I found Sucheta Mahajan’s Independence and Partition, sage 2000 particularly good on this. The recently published Madhusree Mukerjee, Churchill’s Secret War: The British Empire and the Ravaging of India During World War II, New York, Basic Books, 2010 is fantastic. And well worth a look at is Joyce Lebra, The Indian National Army and Japan, Singapore, 2008 which gives a pro-INA account.
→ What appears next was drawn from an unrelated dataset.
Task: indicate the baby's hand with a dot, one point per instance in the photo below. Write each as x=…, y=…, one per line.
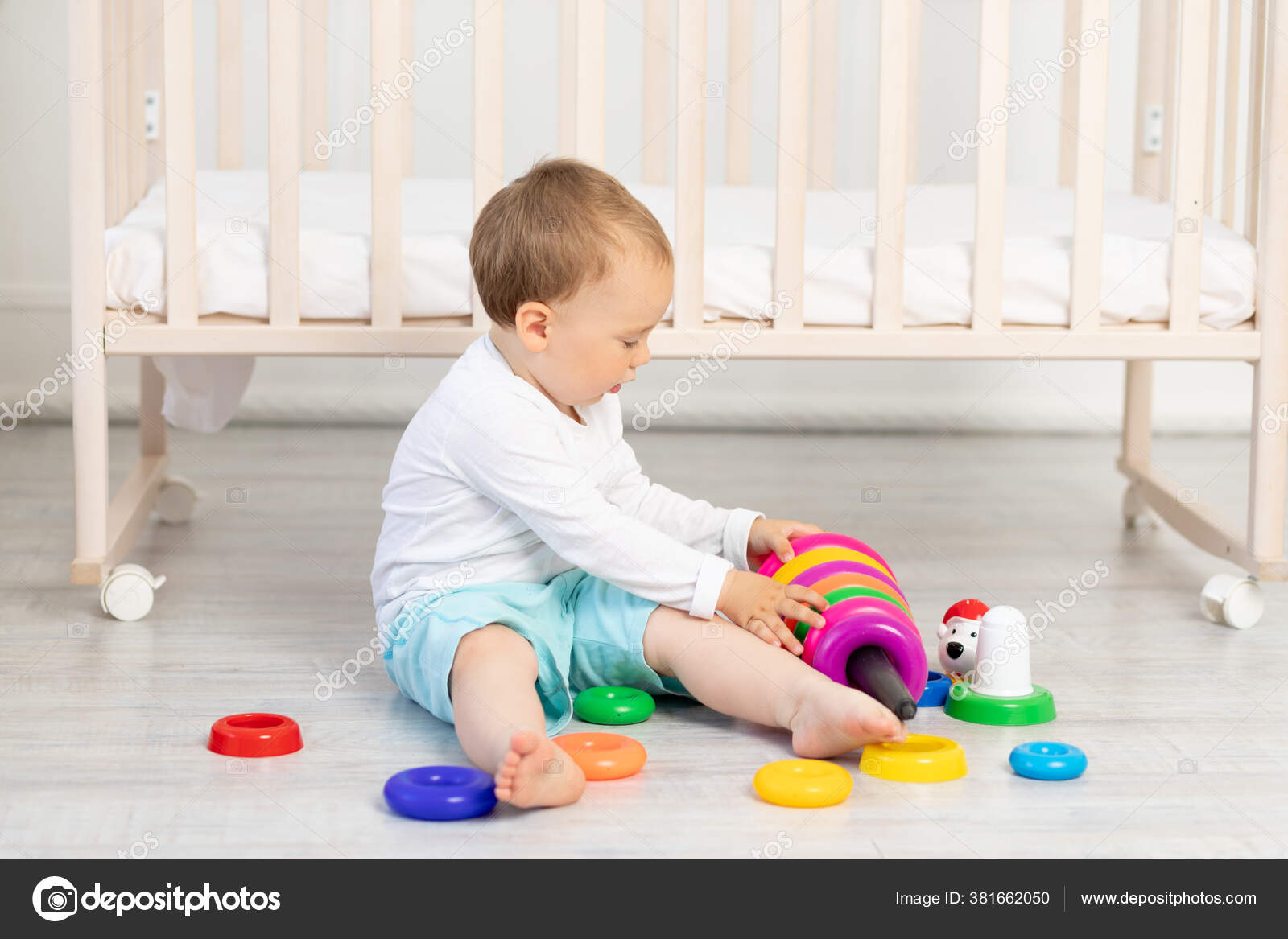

Ahmed Akbar’s biography of Nehru is good on the Congress campaign.
My argument would be that the INA was pretty important – especially amongst the Indian diaspora to the east (in Burma, Singapore, Thailand and elsewhere) which was overwhelmingly favourable to the INA - but also as an external pressure that kept up the idea of independence through force of arms, at a time when the Congress leaders were momentarily silenced by being jailed.
Off-list someone wrote to me to say that the Royal Indian Navy mutinies were probably more decisive – which might well be a case in point. The larger picture, I guess would be that the aspiration for independence was pretty much unstoppable by the time that the British government suppressed Congress in 1942.
The course of events was that the British were left sitting on a tinder-box at the end of the war, and the fuse turned out to be the proposed treason trials of the INA leaders held in the Red Fort. Even though his former comrades in Congress were critical of Bose, Nehru led the way in opposing the trials on the grounds that the INA men were sincere but misled. There were mass protests over the trials on a scale that had not been seen since 1942, followed by the RIN mutiny, which made it pretty clear to the British that they could not hold it. Post-war PM Clement Attlee said that the INA was the reason that Britain had to leave – though I think he probably meant it as a broad metaphor for the falling away of Indian loyalty to Britain.